Lake Dumb-bell from Mt Sutton
Time
3-4hr return
Grade
Easy
Access
Ohau Skifield is on the Lake Ohau Road, gate key available at lodge
Map
H38 Ohau
Mt Sutton, Lake Ohau

Like a lot of trampers I have a certain love-hate relationship to ski field roads. They slash up mountainsides with grim zigzags that can be seen 50km away and at the top is usually a junkyard.

On the other hand, these roads get you into alpine places with satisfying ease and open up walking possibilities that you wouldn’t normally consider.
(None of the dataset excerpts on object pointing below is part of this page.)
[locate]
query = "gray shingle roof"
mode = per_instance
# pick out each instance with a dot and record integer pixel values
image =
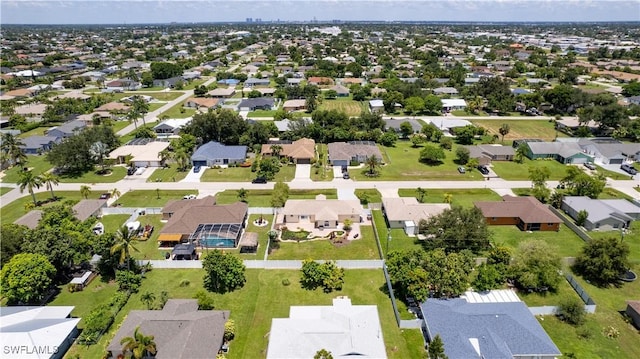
(499, 330)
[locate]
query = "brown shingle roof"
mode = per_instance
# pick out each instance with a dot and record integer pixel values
(528, 209)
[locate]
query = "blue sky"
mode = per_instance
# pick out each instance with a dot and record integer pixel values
(163, 11)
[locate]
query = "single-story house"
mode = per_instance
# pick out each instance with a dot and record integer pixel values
(294, 105)
(180, 330)
(171, 126)
(37, 332)
(202, 102)
(301, 151)
(451, 104)
(406, 212)
(344, 153)
(610, 151)
(563, 152)
(222, 92)
(491, 325)
(322, 212)
(31, 219)
(633, 311)
(67, 129)
(376, 105)
(603, 214)
(394, 123)
(89, 208)
(205, 225)
(344, 329)
(259, 103)
(487, 153)
(143, 155)
(525, 212)
(214, 153)
(37, 144)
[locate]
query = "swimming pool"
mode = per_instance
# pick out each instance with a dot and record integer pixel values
(214, 242)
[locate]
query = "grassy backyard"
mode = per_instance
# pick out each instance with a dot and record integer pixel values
(151, 198)
(459, 197)
(542, 129)
(402, 164)
(262, 197)
(263, 297)
(362, 248)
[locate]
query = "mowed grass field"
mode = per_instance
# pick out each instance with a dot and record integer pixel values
(350, 107)
(541, 129)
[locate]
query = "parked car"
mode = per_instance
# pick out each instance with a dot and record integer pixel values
(629, 169)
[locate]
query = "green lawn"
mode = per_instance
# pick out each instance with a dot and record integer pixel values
(244, 174)
(148, 249)
(263, 298)
(402, 164)
(38, 164)
(369, 195)
(542, 129)
(262, 197)
(459, 197)
(179, 111)
(151, 198)
(588, 341)
(513, 171)
(362, 248)
(117, 173)
(324, 172)
(399, 240)
(167, 174)
(16, 209)
(567, 243)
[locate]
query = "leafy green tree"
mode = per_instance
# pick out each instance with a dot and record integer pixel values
(536, 266)
(49, 179)
(571, 310)
(462, 155)
(223, 272)
(436, 348)
(140, 345)
(124, 244)
(457, 228)
(29, 181)
(432, 155)
(603, 260)
(26, 278)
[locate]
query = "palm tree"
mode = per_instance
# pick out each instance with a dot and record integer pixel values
(372, 162)
(139, 344)
(49, 180)
(147, 298)
(29, 181)
(85, 191)
(276, 150)
(124, 244)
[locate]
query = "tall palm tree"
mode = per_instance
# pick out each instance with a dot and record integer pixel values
(139, 345)
(49, 179)
(124, 244)
(373, 163)
(29, 181)
(85, 191)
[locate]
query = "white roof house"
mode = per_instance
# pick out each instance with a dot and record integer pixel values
(343, 329)
(36, 332)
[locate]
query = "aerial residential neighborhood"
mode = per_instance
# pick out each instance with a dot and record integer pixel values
(319, 189)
For example, the drive up to The Remarkables Ski Field near Queenstown is a superb and easy way to access the beautiful Rastus Burn tarns.
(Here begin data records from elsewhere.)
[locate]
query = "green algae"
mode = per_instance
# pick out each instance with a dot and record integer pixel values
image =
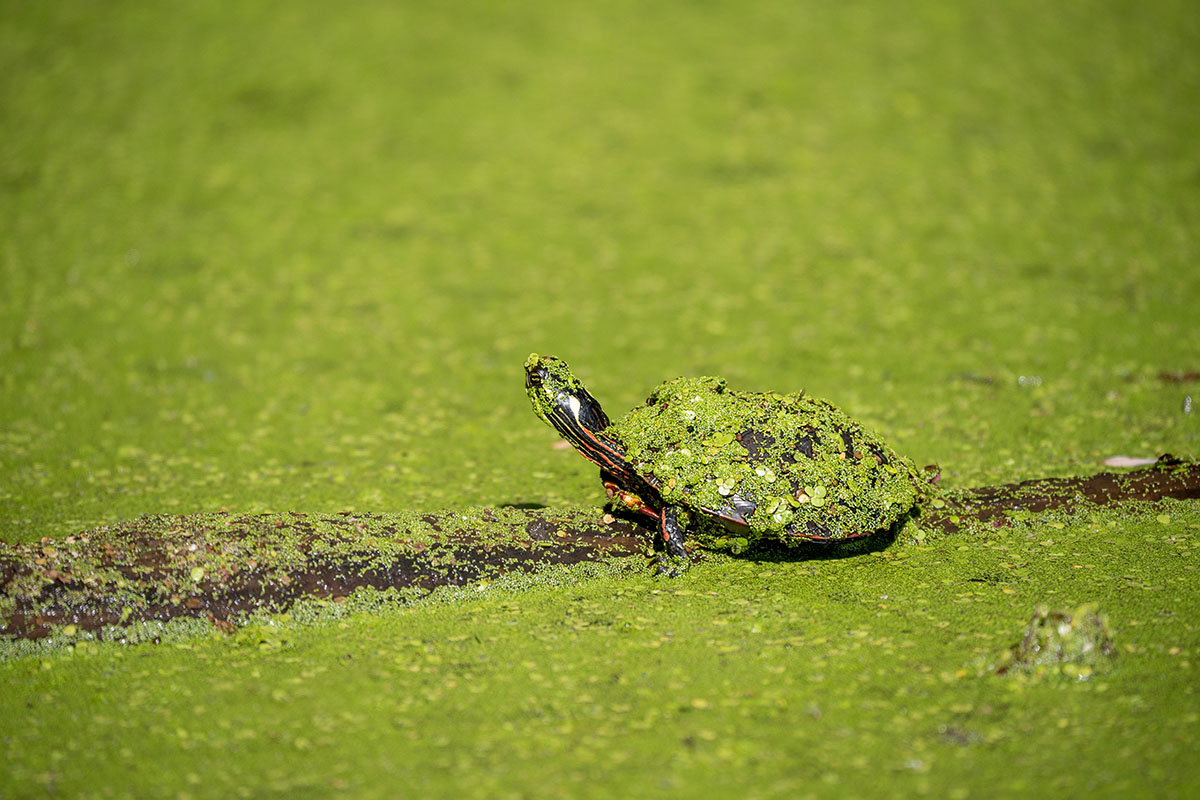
(306, 288)
(811, 464)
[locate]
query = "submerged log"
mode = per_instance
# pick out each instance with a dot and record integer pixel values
(222, 567)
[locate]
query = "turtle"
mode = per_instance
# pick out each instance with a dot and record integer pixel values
(730, 468)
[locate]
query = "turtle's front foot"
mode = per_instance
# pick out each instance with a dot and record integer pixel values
(671, 566)
(672, 558)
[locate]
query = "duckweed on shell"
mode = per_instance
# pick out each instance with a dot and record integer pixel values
(755, 444)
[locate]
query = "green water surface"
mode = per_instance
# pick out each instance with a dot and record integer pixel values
(265, 257)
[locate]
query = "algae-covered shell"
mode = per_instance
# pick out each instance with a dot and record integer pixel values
(763, 463)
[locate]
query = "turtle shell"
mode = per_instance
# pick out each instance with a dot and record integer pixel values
(766, 464)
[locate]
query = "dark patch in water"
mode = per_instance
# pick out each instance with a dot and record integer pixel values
(221, 567)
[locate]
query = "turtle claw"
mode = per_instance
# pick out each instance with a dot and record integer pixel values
(671, 566)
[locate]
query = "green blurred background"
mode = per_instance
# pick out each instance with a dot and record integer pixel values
(292, 256)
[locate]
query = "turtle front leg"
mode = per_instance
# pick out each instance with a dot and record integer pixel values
(672, 557)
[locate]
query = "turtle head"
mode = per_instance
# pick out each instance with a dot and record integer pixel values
(559, 398)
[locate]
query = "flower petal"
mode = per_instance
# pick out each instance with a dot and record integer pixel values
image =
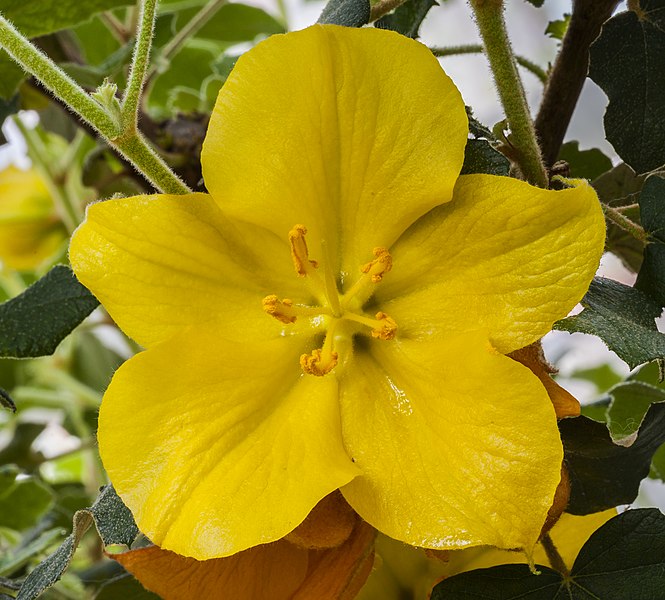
(217, 446)
(353, 132)
(458, 444)
(162, 263)
(503, 256)
(277, 571)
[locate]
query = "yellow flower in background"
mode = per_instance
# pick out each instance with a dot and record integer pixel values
(30, 231)
(336, 313)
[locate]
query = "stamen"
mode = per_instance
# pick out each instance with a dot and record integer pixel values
(383, 327)
(286, 312)
(380, 265)
(322, 360)
(282, 310)
(299, 252)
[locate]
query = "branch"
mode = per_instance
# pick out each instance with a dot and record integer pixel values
(568, 74)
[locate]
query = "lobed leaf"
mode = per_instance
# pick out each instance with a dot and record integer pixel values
(602, 473)
(115, 525)
(350, 13)
(406, 19)
(623, 317)
(35, 322)
(624, 559)
(627, 61)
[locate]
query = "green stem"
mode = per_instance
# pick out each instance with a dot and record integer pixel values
(55, 80)
(129, 142)
(478, 49)
(620, 220)
(383, 7)
(489, 18)
(139, 66)
(188, 30)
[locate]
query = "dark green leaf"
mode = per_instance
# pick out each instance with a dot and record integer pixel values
(480, 157)
(627, 61)
(588, 164)
(603, 474)
(11, 76)
(620, 187)
(623, 317)
(630, 402)
(651, 278)
(407, 18)
(6, 401)
(34, 323)
(557, 29)
(23, 501)
(350, 13)
(38, 17)
(115, 525)
(623, 560)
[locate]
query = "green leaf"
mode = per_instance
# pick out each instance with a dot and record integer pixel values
(6, 401)
(623, 317)
(11, 76)
(603, 474)
(620, 187)
(23, 500)
(557, 29)
(623, 560)
(35, 322)
(587, 164)
(407, 18)
(39, 17)
(627, 61)
(651, 278)
(629, 404)
(480, 157)
(350, 13)
(114, 524)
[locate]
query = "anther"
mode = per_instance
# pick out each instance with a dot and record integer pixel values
(299, 251)
(320, 362)
(379, 266)
(387, 327)
(282, 310)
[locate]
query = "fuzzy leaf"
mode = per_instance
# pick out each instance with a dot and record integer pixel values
(627, 61)
(35, 322)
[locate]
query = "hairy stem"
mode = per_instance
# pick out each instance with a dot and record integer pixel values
(383, 7)
(478, 49)
(126, 140)
(139, 66)
(568, 74)
(489, 18)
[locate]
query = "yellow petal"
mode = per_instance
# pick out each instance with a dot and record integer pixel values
(458, 445)
(30, 231)
(217, 446)
(353, 132)
(162, 263)
(502, 256)
(277, 571)
(569, 534)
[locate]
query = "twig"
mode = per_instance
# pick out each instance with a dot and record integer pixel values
(568, 74)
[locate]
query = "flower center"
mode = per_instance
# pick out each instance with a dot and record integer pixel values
(341, 313)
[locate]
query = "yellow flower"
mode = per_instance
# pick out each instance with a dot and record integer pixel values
(377, 366)
(30, 231)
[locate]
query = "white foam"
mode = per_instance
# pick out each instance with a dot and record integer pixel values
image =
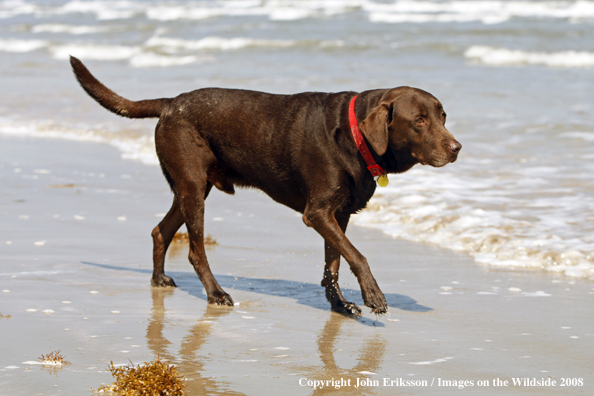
(104, 10)
(156, 60)
(15, 45)
(71, 29)
(507, 57)
(487, 12)
(522, 223)
(136, 147)
(94, 51)
(215, 43)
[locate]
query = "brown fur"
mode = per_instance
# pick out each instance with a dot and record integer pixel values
(298, 149)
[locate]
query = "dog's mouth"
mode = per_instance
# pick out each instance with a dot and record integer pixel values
(437, 159)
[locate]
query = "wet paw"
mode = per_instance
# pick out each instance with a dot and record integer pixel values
(163, 281)
(377, 302)
(220, 299)
(347, 308)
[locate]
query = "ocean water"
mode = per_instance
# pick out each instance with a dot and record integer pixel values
(516, 78)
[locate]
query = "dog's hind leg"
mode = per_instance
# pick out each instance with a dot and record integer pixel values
(186, 159)
(330, 282)
(162, 236)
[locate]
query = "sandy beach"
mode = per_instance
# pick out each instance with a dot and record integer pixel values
(75, 267)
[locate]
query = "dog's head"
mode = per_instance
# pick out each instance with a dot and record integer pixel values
(409, 118)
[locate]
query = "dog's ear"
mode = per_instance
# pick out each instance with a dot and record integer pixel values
(375, 128)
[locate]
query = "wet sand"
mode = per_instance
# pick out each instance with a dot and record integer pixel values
(75, 267)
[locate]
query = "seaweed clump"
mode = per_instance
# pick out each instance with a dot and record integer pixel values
(155, 378)
(53, 358)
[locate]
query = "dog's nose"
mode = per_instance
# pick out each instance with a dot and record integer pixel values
(455, 147)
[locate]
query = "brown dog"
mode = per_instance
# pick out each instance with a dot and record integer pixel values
(298, 149)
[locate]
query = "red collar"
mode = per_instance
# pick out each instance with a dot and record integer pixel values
(373, 167)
Mt Sutton is 2007m high and overlooks Lake Ohau. It would be some slog from the lakeside, but the ski field road to the Ohau Skifield solves the problem. I’d take a topo map, lunch and back-up clothes, but even so on a nice day Mt Sutton is a great day out for not much effort.
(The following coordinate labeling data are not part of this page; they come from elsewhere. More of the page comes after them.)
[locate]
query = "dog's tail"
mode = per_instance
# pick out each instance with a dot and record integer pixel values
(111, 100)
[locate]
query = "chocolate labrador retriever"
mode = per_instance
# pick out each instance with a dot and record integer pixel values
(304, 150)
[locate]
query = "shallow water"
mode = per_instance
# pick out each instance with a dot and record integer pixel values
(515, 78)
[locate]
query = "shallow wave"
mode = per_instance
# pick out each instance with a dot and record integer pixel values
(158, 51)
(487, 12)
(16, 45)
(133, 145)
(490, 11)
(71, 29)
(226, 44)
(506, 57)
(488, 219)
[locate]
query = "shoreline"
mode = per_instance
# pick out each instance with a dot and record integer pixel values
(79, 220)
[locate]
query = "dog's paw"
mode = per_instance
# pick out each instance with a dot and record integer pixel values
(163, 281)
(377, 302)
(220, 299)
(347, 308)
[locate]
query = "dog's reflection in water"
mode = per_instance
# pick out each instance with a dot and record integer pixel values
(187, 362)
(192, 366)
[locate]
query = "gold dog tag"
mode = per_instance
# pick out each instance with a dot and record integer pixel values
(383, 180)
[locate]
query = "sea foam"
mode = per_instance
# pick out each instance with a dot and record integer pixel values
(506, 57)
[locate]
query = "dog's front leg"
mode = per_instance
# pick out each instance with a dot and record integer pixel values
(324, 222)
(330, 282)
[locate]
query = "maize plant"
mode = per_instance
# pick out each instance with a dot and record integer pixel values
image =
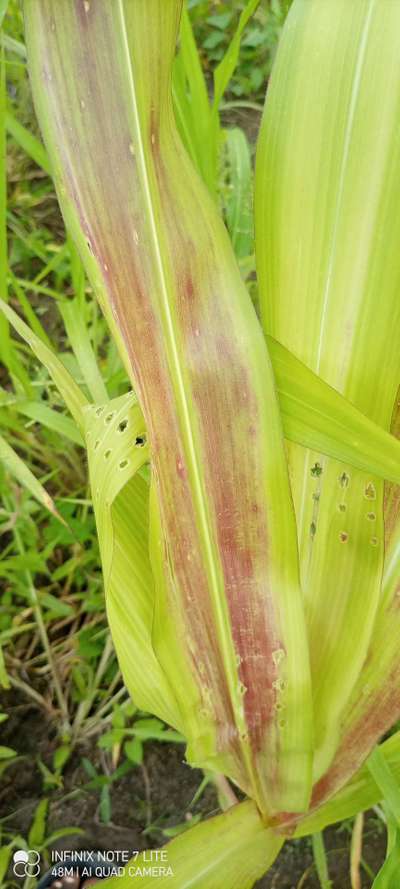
(246, 489)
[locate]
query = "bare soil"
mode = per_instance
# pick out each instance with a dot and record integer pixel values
(155, 795)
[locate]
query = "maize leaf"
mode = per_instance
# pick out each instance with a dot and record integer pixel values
(327, 234)
(200, 368)
(317, 416)
(238, 203)
(233, 849)
(117, 448)
(360, 793)
(313, 415)
(374, 704)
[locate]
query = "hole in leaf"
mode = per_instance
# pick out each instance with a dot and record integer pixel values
(316, 470)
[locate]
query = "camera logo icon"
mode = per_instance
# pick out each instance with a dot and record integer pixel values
(26, 863)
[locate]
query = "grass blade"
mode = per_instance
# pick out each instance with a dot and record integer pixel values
(149, 259)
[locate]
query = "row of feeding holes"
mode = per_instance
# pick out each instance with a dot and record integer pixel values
(140, 440)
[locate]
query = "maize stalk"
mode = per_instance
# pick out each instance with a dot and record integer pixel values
(281, 671)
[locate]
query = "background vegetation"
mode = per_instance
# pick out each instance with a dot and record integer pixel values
(76, 754)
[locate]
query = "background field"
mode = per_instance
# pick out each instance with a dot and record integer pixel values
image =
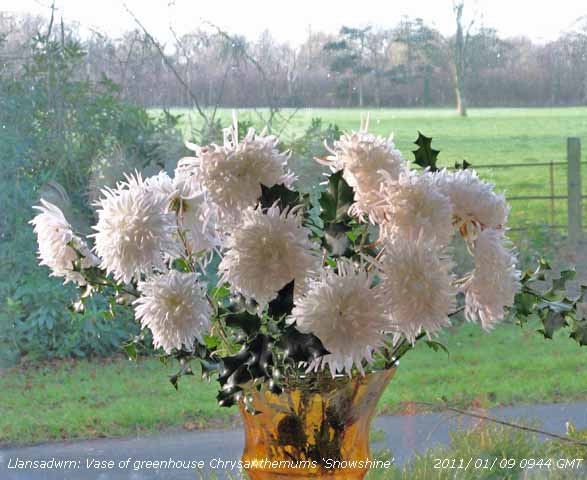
(488, 136)
(87, 398)
(80, 399)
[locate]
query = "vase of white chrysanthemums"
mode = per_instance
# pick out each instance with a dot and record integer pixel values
(337, 285)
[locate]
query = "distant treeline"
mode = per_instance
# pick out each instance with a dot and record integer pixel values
(407, 65)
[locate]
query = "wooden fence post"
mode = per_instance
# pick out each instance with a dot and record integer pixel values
(574, 188)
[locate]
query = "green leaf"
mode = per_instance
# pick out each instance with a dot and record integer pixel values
(131, 350)
(283, 304)
(244, 320)
(524, 303)
(220, 292)
(301, 347)
(425, 155)
(462, 165)
(552, 322)
(579, 333)
(437, 346)
(336, 200)
(281, 195)
(565, 276)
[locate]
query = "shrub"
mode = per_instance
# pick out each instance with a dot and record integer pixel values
(59, 133)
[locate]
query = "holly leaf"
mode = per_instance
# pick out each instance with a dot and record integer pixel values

First you need to pay a fee for a gate key from Ohau Lodge and take the road slowly because a few rocks collect on it. Most cars can get up here though and the views are stupendous. You can still see parts of the old narrow ski field road, and I can remember in about 1979 being crammed on a truck with 20 other keen skiers and reversing up some zigzags.

The top car park is at 1500m in a basin cluttered with the usual paraphernalia of towers and machinery sheds, but Ohau is the tidiest ski field I’ve seen in years. The day shelter and toilets are kept locked.

From the car park, the most direct route to Mt Sutton is to tramp due west, scrambling up beside pretty rivulets and striking rock outcrops. The scree is mostly big rocks and stable, and it doesn’t take long to reach the broad ridgeline about 400m climb from the car park.

Amazingly, that’s all the effort needed. The ridge is broad, flat, and speckled with vegetable sheep and half a dozen brightly coloured alpine plants I can’t put a name to. Turn south for 20 minutes of flat walking and you can have lunch on top of Mt Sutton. Barely 1.5hr from the car park.

This is a view to die for and many famous mountains are beautifully framed by the lesser stuff.  Aoraki/Mt Cook of course, as well as Mt Barth, Mt Huxley and more peaks than you can poke a stick at. If you peer over the edge of Mt Sutton you look hard down on Lake Dumb-bell, a gleaming turquoise oasis.

There’s not a whiff of wind today and it’s a pleasure to wander back along the broad ridge. At one point you can see the tiny coloured dot of Maitland Hut, almost a 1000m below. At the ski field saddle, just follow the roads as they wander through the towers back to the car park.

I slot the car into first gear and trundle slowly down the road. It’s been a good day out, I didn’t see a soul, and I’m feeling grateful for the road after all.